Consider the functions defined implicitly by the equation $y^3-3y+x=0$ on various intervals in the real line. If $x\in (-\infty ,-2)\cup (2,\infty )$, the equation implicitly defines a unique real valued differentiable function $y=f\left(x\right)$. If $x\in (-2,2)$, the equation implicitly defines a unique real valued differentiable function $y=g\left(x\right)$ satisfying $g\left(0\right)=0$.

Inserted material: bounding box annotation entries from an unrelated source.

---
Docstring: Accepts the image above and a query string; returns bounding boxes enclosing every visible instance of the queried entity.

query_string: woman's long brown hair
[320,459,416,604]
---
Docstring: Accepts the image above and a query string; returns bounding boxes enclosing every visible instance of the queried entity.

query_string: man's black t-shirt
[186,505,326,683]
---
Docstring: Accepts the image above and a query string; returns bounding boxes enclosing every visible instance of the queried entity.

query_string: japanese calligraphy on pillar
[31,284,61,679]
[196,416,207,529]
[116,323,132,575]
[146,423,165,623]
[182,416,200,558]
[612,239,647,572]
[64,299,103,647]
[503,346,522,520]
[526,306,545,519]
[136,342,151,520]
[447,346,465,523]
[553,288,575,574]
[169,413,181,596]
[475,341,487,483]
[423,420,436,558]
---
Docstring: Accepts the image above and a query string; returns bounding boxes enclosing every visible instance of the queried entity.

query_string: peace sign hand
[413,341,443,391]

The area of the region bounded by the curves $y=f\left(x\right)$ , the $x$-axis, and the lines $x=a$ and $x=b,where-\infty <a<b<-2$, is

• A. ${\int }_a^b\frac{x}{3\left(\right(f\left(x\right){)}^2-1)}dx+bf\left(b\right)-af\left(a\right)$
• B. $-{\int }_a^b\frac{x}{3\left(\right(f\left(x\right){)}^2-1)}dx+bf\left(b\right)-af\left(a\right)$
• C. ${\int }_a^b\frac{x}{3\left(\right(f\left(x\right){)}^2-1)}dx-bf\left(b\right)+af\left(a\right)$
• D. $-{\int }_a^b\frac{x}{3\left(\right(f\left(x\right){)}^2-1)}dx-bf\left(b\right)+af\left(a\right)$

Answer 1

Answer: (A)

${\int }_a^b\frac{x}{3\left(\right(f\left(x\right){)}^2-1)}dx+bf\left(b\right)-af\left(a\right)$

The required area $={\int }_a^{b}f\left(x\right)dx=xf(x){|}_a^b-{\int }_a^{b}x{f}^{\prime }(x)dx$
$=bf(b)-af(a)+{\int }_a^b\frac{x}{3\left[\right(f(x{)}^2-1)]}dx$.